The tests under consideration are tagged into 3 groups:
Parametric tests of summary quality, which confirm the median of each of the 6 summary quality distributions match the baseline;
Parametric tests of text quality, which confirm that the minimum viable behavior of the 4 text quality distributions that were enforced during the prompt engineering process are maintained (these are the exact same tests from earlier;) and
Nonparametric tests for consistency, using a scaled version of the Chi-squared statistic, on all 10 columns, confirming no significant change in distributions (at the 0.25 significance level).
When nightly runs are submitted to dbnl, the completed test sessions will appear on the project page, as shown below.
Each day that an integration test passes, we can be assured that no significant departure from expected behavior has occurred. On day 7, it appears that some aberrant behavior was observed – the failed assertions are shown in the figure below.
When we click into each of these failed assertions, we can see that the deviation is not massive, but it is enough to trigger a failure at the 0.25 statistical significance level. A sample is in the figure below.
At this point, several possible options exist.
Adjust the tests - The team could decide that, upon further review of the individual summaries, this is actually acceptable behavior and adjust the statistical thresholds accordingly (to, e.g., 0.35.)

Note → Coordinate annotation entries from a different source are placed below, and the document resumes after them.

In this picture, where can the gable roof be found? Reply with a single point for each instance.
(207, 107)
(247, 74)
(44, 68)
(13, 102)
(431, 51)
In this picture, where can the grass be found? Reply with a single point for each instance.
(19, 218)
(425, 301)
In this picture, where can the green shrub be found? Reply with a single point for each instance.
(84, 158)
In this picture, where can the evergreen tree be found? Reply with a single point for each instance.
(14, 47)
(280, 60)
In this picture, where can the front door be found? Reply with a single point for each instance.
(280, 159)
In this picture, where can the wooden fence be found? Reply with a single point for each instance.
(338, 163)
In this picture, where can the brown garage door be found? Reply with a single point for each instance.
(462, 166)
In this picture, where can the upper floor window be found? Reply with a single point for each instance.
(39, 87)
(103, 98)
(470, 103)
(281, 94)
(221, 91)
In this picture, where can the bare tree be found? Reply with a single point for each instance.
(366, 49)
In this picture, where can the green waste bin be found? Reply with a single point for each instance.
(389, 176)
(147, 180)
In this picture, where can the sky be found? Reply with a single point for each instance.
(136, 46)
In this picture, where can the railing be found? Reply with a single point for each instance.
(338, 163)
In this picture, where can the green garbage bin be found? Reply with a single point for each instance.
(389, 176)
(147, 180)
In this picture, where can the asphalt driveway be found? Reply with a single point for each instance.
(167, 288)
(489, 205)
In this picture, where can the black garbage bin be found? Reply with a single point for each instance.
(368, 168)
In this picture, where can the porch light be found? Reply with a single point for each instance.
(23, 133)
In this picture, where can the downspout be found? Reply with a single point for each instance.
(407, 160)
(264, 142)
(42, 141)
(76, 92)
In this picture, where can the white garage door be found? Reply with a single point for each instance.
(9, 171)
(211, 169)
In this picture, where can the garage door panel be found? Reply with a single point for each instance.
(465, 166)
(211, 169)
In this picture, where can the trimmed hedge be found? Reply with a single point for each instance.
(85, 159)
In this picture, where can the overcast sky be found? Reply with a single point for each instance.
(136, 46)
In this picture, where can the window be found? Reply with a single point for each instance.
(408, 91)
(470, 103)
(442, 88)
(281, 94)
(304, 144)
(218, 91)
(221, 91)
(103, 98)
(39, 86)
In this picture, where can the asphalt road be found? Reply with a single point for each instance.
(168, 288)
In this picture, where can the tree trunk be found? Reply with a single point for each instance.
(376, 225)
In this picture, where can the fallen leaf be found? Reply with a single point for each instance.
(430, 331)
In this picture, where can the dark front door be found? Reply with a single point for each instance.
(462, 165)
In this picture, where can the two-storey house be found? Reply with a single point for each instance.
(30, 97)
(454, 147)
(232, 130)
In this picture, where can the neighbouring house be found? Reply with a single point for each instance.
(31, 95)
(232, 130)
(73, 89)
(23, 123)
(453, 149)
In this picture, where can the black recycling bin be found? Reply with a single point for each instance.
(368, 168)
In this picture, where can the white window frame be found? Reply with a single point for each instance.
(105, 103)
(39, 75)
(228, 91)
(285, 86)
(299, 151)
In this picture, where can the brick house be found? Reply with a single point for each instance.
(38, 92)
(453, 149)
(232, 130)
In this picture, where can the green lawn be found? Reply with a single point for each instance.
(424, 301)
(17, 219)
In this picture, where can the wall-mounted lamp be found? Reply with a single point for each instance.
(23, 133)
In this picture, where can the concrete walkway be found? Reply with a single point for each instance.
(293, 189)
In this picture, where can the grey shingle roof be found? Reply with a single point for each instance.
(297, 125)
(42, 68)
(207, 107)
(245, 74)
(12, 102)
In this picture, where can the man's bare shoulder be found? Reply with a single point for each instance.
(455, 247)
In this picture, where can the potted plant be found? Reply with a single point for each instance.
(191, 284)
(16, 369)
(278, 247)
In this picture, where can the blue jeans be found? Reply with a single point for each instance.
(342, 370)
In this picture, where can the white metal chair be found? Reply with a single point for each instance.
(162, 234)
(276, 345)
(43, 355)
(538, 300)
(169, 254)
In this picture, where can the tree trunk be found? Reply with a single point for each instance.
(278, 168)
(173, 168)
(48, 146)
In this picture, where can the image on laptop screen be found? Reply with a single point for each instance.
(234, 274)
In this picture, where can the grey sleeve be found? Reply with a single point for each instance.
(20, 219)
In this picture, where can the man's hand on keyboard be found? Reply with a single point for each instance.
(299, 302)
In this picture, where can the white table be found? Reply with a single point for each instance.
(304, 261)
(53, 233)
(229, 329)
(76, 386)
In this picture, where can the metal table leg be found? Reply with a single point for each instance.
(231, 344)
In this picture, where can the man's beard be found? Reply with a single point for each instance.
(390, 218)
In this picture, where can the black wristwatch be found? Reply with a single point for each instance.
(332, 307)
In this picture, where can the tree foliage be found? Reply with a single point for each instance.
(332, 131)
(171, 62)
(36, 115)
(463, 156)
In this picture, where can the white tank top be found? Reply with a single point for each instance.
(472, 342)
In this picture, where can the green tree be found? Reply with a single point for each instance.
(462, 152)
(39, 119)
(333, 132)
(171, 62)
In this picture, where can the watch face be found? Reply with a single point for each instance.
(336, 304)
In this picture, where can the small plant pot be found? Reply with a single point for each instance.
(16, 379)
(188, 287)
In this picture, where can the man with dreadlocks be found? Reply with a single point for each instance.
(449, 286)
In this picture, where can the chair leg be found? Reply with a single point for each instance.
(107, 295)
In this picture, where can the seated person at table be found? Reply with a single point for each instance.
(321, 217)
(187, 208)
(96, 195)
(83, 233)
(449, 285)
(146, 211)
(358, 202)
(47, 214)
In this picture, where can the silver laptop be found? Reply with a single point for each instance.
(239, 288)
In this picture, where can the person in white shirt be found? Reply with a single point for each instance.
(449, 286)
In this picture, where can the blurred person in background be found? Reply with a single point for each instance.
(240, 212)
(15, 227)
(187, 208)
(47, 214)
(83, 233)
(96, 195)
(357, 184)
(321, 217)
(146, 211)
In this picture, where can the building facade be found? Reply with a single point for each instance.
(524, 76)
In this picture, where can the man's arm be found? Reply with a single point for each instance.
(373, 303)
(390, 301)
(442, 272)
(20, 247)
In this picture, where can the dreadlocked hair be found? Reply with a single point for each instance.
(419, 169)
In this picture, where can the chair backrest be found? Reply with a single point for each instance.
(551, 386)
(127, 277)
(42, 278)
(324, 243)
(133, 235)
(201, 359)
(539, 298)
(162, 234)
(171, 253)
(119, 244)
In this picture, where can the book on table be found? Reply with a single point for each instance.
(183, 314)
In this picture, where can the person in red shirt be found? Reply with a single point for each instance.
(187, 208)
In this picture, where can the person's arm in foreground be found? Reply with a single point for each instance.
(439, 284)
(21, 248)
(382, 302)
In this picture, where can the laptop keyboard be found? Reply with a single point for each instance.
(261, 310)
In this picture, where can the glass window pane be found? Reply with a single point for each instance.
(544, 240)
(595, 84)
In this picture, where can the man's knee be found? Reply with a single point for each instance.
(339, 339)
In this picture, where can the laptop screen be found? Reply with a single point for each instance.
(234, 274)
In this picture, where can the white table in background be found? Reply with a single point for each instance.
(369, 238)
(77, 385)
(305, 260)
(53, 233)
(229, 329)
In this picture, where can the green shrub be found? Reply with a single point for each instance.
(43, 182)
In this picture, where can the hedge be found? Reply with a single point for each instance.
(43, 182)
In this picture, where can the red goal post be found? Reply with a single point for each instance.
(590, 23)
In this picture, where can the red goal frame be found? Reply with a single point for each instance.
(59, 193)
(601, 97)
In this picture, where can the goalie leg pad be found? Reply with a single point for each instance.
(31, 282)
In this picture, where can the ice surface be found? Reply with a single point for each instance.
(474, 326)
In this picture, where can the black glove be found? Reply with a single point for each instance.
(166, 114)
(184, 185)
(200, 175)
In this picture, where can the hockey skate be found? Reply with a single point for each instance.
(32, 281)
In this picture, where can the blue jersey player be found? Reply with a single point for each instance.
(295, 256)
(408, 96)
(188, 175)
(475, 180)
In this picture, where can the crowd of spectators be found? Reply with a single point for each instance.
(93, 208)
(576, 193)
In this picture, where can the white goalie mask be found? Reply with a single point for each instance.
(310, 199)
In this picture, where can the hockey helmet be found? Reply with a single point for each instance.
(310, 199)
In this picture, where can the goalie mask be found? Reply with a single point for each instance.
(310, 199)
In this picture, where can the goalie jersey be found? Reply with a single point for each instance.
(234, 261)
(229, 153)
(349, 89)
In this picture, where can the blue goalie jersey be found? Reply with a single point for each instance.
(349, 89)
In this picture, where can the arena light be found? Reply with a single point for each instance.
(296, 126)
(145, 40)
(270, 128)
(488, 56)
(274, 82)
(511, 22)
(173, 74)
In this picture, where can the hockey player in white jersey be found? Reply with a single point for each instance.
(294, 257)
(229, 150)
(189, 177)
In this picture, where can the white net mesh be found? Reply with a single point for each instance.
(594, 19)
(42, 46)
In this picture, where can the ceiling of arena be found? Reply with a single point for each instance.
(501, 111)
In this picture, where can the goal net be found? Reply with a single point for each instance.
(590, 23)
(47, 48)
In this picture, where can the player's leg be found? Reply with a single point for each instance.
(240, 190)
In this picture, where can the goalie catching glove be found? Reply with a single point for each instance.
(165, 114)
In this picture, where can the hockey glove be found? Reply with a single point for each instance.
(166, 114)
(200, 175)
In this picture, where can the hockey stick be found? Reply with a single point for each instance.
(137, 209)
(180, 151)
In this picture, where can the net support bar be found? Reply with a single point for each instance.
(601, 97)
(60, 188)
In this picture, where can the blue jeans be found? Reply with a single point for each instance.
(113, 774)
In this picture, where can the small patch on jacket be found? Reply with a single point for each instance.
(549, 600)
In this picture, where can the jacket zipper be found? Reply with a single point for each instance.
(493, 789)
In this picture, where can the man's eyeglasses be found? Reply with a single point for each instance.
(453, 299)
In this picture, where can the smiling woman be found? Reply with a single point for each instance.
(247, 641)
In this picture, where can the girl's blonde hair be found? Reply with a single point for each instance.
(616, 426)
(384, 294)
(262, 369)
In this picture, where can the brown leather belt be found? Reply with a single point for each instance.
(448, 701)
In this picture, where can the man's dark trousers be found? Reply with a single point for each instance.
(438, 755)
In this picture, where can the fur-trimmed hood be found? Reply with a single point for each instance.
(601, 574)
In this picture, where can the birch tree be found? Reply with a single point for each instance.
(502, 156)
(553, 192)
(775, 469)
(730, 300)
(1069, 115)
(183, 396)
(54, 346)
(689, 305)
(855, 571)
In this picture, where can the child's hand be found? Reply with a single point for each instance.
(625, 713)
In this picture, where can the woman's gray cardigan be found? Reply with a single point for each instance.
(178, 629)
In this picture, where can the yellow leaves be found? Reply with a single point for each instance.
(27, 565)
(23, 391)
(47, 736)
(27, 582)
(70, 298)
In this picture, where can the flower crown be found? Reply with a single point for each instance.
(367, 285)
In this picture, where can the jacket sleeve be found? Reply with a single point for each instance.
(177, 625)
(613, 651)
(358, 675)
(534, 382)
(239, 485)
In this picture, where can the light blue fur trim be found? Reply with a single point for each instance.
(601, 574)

Manually create more data - The team could want to gather more information and manually rerun the 400 summarization prompts in a new run and resulting test session immediately;
Wait for more data in the current workflow - If this app were low risk, the team could wait until tomorrow for another nightly run and review those results when they come in; or
Immediately change apps - The team could deploy an alternate, acceptably performing app into production while offline analysis of this current app is conducted.
In this project, our team takes the 4th option and immediately swaps out the best LLM with the second best LLM from our king-of-the-hill prompt engineering. The day 08 integration test shows that this still shows satisfactory behavior (even if the expected performance may be slightly lower as observed in the prompt engineering.) At this point, that second best LLM from day 08 becomes the new baseline while the previously best LLM is studied offline to better understand this change in behavior.